J’ai une peur panique des insectes. Et quand je dis panique, ça veut dire que quand je vois une de ces horreurs sur le mur de ma chambre, je mets dix minutes à réussir à m’en approcher, tremblante, un mouchoir à la main, puis me mets à pleurer toutes les larmes de mon corps parce que la créature du démon a échappé à mon deadly tissue (comme je les appelle affectueusement) pour voleter gaiement dans toute la pièce. Ca se finit généralement en sanglant corps-à-corps (et si c’est un moustique, c’est lui qui gagne, généralement), et par une remarque adorable du prof de littérature le lendemain « Bah alors, t’as pas dormi hier soir Victoire ? » Bah non, j’avais un insecte dans mon espace vital. Ce qu’on appelle communément (ou pas) entomophobie est donc, à peu près, handicapante. Prenons un autre exemple concret : l’autre jour, j’étais à mon cours de batterie. Déjà, je jouais pas vraiment bien (comme un pied de chaise, à vrai dire), parce que j’étais fatiguée, et un peu aussi parce que je suis infoutue de jouer la bossa-nova. Et là…

Un insecte est sorti de derrière mon manuel.

Comme ça, j’vous jure. Genre « ah tiens, salut, t’as pas peur j’espère ? Ah bah si, j’vais rester alors, et faire un petit tour pile sur la partition que t’es en train de jouer ». Et là on peut faire une activité très drôle : jouer de la batterie en tremblant comme une feuille, les yeux (paniqués) suivant la bestiole immonde (sisi, c’est laid un insecte) au lieu de la ligne de partition. Amusement garanti. « Mmh, ta grosse caisse elle est un peu décalée, mmtuvois… » (Nan, sans rire ?) fit le prof, qui ne comprit que (et encore, pas sur qu’il ait compris même à ce moment là) quand je pris mon courage à deux baguettes et commençai à fracasser mon livre.
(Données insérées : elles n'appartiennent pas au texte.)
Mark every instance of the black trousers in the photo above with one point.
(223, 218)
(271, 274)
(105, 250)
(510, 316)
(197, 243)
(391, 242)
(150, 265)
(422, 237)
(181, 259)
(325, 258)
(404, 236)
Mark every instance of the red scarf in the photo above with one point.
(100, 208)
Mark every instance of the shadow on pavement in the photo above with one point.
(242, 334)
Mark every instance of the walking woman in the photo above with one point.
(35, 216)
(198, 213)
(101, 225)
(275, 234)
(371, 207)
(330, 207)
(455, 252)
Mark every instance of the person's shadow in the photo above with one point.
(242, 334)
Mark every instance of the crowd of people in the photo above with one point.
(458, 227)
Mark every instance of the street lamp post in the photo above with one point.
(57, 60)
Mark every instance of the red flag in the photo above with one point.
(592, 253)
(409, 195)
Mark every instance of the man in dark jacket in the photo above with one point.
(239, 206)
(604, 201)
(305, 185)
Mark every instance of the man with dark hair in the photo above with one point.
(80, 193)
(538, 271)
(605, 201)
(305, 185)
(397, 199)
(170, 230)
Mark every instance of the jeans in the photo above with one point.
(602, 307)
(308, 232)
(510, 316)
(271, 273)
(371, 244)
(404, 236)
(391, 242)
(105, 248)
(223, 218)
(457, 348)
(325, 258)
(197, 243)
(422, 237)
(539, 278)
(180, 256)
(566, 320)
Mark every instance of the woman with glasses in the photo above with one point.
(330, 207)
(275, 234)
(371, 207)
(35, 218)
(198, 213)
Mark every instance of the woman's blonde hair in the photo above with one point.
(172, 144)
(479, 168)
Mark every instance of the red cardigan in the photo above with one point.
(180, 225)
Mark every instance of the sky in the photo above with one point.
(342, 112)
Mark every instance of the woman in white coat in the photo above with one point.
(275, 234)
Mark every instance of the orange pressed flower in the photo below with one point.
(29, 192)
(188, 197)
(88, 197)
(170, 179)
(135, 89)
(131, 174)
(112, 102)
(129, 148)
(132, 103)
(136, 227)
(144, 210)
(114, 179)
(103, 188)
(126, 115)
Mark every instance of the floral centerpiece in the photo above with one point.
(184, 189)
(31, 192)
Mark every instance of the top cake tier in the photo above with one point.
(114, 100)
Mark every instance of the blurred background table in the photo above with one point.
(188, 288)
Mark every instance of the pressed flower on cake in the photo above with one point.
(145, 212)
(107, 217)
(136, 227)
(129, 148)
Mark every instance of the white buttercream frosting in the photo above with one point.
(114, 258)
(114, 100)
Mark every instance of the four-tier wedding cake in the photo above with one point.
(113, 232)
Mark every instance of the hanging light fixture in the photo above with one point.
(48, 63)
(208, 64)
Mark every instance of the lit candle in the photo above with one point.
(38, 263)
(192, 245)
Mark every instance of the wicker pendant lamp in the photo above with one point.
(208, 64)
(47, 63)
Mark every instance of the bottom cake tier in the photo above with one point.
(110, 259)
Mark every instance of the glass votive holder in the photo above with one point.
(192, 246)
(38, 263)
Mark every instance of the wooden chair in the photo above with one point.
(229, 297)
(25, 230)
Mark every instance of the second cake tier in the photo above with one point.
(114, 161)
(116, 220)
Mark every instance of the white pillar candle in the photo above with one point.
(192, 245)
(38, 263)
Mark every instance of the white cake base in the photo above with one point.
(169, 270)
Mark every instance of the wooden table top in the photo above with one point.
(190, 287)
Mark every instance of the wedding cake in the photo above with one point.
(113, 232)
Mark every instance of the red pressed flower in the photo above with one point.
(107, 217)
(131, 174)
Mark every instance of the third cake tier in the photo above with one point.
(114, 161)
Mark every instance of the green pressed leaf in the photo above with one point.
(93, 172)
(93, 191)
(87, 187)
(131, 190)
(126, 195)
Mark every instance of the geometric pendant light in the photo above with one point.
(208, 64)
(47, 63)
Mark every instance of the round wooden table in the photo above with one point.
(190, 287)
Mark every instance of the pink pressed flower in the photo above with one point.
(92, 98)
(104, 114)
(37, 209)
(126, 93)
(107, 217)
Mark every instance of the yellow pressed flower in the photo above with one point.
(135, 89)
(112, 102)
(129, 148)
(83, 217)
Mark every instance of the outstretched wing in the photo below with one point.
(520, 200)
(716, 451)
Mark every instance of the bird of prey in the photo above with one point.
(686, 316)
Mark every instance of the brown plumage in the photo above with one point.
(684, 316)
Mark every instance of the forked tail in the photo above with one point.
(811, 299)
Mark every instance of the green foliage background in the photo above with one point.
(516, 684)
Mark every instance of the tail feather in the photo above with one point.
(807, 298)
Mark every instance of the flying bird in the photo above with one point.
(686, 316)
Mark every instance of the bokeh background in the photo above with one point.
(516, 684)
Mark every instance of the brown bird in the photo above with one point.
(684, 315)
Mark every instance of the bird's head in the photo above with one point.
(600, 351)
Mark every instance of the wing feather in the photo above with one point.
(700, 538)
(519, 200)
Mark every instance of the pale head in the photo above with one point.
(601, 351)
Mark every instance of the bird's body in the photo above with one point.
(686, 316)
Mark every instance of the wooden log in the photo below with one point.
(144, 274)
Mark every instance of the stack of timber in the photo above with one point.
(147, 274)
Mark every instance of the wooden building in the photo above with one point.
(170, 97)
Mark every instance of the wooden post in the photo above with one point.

Bataille épique dite de la « Ligne de Cha-cha 1 », auquel l’insecte (non-identifié, soit dit en passant, à part les papillons, les fourmis et les coccinelles, je suis incapable de mettre un nom sur ces horreurs à six pattes) a survécu, le bâtard.

Et encore aujourd’hui, mes nerfs furent rudement mis à l’épreuve, à la vue d’une espèce d’hybride entre un papillon de nuit et une mouche (une mouche triangulaire, quoi) errant autour de mon verre de jus d’orange. Bataille moins épique du Tropicana, l’offensive fit cette fois une victime du côté des salauds à squelette extérieur (on peut leur donner plein de noms, à ces trucs), au détriment du jus d’orange, qui repose maintenant, paix à son âme, au fond de la nappe.

Paix à mon âme aussi, parce que ma mère, elle est pas trop pour que son linge de maison soit un mutilé de guerre.